February 14, 2008

Hmong: UN Urgently Called Upon to Protect Rights

Long neglected, the Hmong need international help to protect their rights as a marginalized group within South East Asia.

Long neglected, the Hmong need international help to protect their rights as a marginalized group within South East Asia.

Below is an article published by Al Jazeera:

Leaders of Hmong refugees in Laos have called for international help to stop the "genocide" of the ethnic group.

In a letter to the UN, a copy of which Al Jazeera has obtained, Hmong leaders have complained that their population has been reduced from 18,000 to just 7,000 in recent years.

The drastic fall in numbers have been attributed to large number of deaths due to attacks by the Laotian army, diseases and poor living conditions.

The Hmongs fought against the communist nationalists in Laos during the 1960-75 civil war, and were singled out for retribution when the war ended. 

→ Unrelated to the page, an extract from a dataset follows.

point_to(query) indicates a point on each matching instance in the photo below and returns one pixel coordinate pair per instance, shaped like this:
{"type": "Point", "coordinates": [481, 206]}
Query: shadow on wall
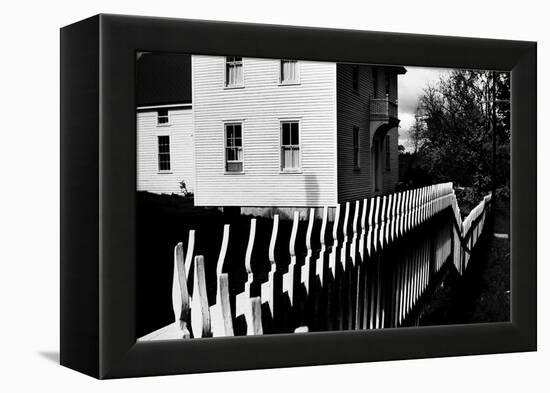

The communist authorities are now allegedly targeting them for working with the CIA after the Vietnam War spilled over into Laos.

Tens of thousands of refugees were re-settled in Western countries, including the US, Australia, Canada and France, while others were returned to Laos under UN-sponsored repatriation programmes.

Many more crossed porous local borders to take refuge in China, Vietnam, Thailand and Myanmar.

Thousands remained in the jungles of northern Laos, but these groups are frequently targeted by the Laotian army.

Last week [Week 6, 2008] the US state department said it was investigating claims of persecution against the Hmong people, as Radio Free Asia reported that the Laotian army now had a "shoot to kill' policy towards the ethnic group.

The UN refugee agency has previously raised concern over the forced return of Hmong refugees by Thailand.

The agency does not have an office within Laos and therefore is not able to comment on the Hmong people there.